Section 18-1-901, C.R.S.2003, provides definitions generally applicable to the Criminal Code, in pertinent part:

(1) Definitions set forth in any section of this title apply wherever the same term is used in the same sense in another section of this title unless the definition is specifically limited or the context indicates that it is inapplicable.
....
(3)(e) "Deadly weapon" means any of the following which in the manner it is used or intended to be used is capable of producing death or serious bodily injury:
(I) A firearm, whether loaded or unloaded;
(II) A knife;
(III) A bludgeon; or
(IV) Any other weapon, device, instrument, material, or substance, whether animate or inanimate.

However, § 18-12-101, C.R.S.2003, provides definitions applicable to article 12 of the Code, which concerns weapons offenses:

(1) As used in this article, unless the context otherwise requires:
(f) "Knife" means any dagger, dirk, knife, or stiletto with a blade over three and one-half inches in length, or any other dangerous instrument capable of inflicting cutting, stabbing, or tearing wounds, but does not include a hunting or fishing knife carried for sports use.

Based on the foregoing, the People argue that the definition of knife found in § 18-12-101(1)(f) is inapplicable because "the context otherwise requires" that the definition of "deadly weapon" be used. Relying on various cases, the People point out that knives have repeatedly been referred to as "per se" deadly weapons. However, we disagree that these references are dispositive of the question of whether a knife, without more, constitutes a deadly weapon for purposes of § 18-12-105.5(1).

The People cite Bowers v. People, 617 P.2d 560 (Colo.1980), in support of their argument that knives are per se deadly weapons, regardless of blade length.
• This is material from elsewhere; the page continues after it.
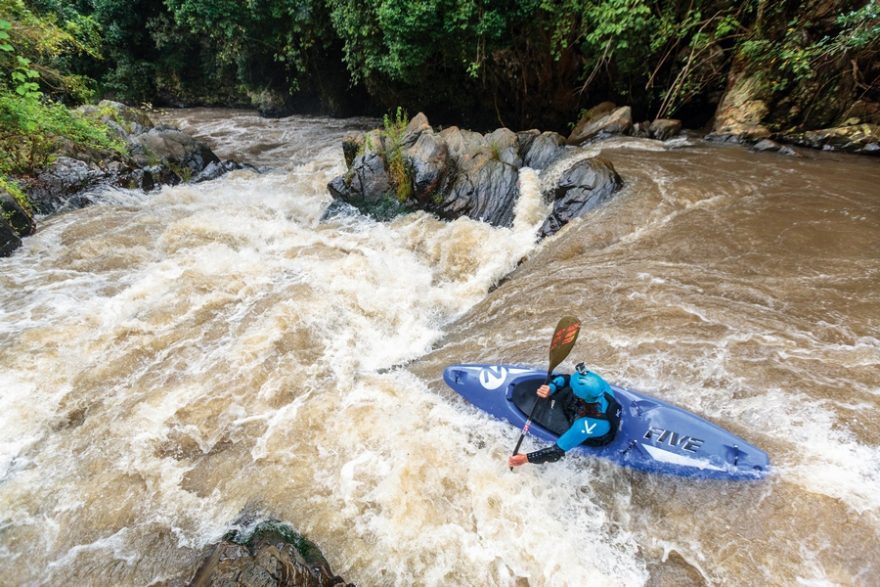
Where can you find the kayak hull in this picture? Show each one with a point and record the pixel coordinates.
(654, 436)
In Bowers, the supreme court addressed the question of whether a liquor bottle could be considered a "bludgeon" or "any other weapon" actionable as a deadly weapon under § 18-1-901(3)(e). The Court noted that § 18-1-901(3)(e) created two separate categories of deadly weapons. "Firearms, knives, and bludgeons are deadly weapons by their essential nature. All other items may or may not be deadly weapons, depending upon how they are used or intended to be used." Bowers v. People, supra, 617 P.2d at 563; see also People v. Saleh, 45 P.3d 1272 (Colo.2002)(quoting Bowers v. People in case involving interpretation of § 18-1-901(3)(e)(IV)); People v. Ross, 831 P.2d 1310 (Colo.1992)(noting Bowers v. People in observing that § 18-1-901(3)(e)(IV) provides a test for determining whether items other than firearms, knives, or bludgeons are deadly weapons).